L’orientamento in parola è stato rafforzato dalla sentenza delle Sezioni unite (SU, n. 27620 del 28/04/2016, Dasgupta, Rv. 267492) che, dopo avere fatto propria la motivazione della Corte EDU in merito ai principi di “contraddittorio”, “oralità” ed “immediatezza” e valorizzato, altresì, da una parte, il principio della motivazione rafforzata e, dall’altra, quello dell'”al di là di ogni ragionevole dubbio”, ha concluso affermando che il giudice di appello, investito dalla impugnazione del pubblico ministero che si dolga dell’esito assolutorio di primo grado adducendo una erronea valutazione sulla concludenza delle prove dichiarative, non può riformare la sentenza impugnata nel senso dell’affermazione della responsabilità penale dell’imputato senza avere proceduto, anche d’ufficio, a norma dell’art. 603, comma 3, cod. proc. pen., a rinnovare l’istruzione dibattimentale attraverso l’esame dei soggetti che abbiano reso dichiarazioni sui fatti del processo, ritenute decisive ai fini del giudizio assolutorio di primo grado, dandosi altrimenti luogo ad un vizio di motivazione rilevante ai sensi dell’art. 606, comma 1, lett. e), cod. proc. pen.

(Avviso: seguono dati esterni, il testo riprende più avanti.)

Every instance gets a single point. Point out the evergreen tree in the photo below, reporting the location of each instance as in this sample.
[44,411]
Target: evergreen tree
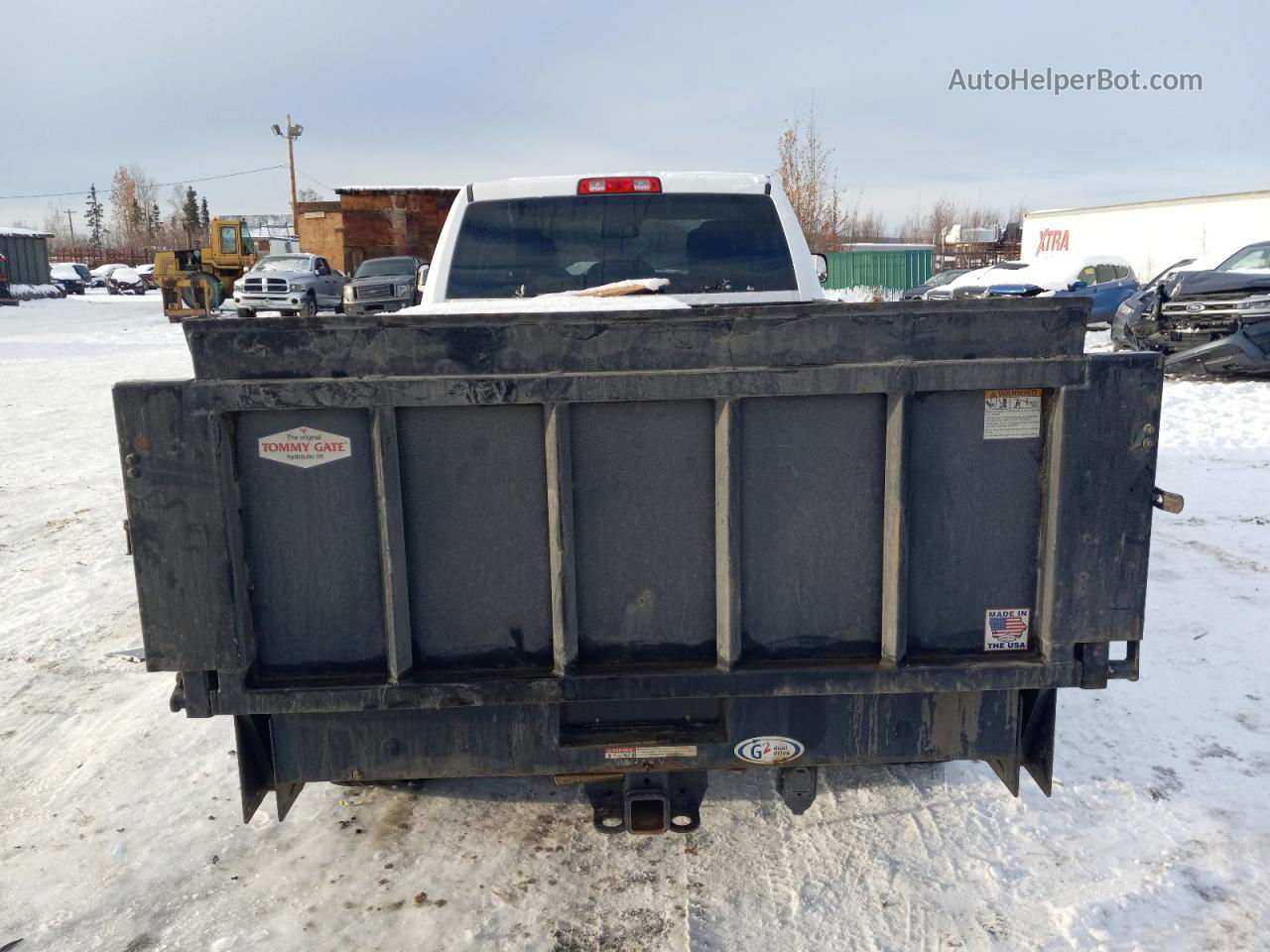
[190,211]
[94,217]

Questa regula iuris è stata ritenuta dalle Sezioni unite necessitata anche dal canone di giudizio “al di là di ogni ragionevole dubbio”, codificato dall’art. 533, comma 1, cod. proc. pen., e dai principi del “contraddittorio”, “oralità”, “immediatezza” nella formazione della prova e “motivazione” del giudice di merito che regolano il processo

Nella stessa pronuncia, le Sezioni Unite della Corte hanno precisato come la rinnovazione dell’istruzione dibattimentale, anche d’ufficio, delle prove dichiarative ritenute decisive costituisca una scelta obbligata anche in caso di riforma in appello della sentenza assolutoria di primo grado ai soli fini civili, allorché fondata – appunto – su un diverso apprezzamento della prova dichiarativa.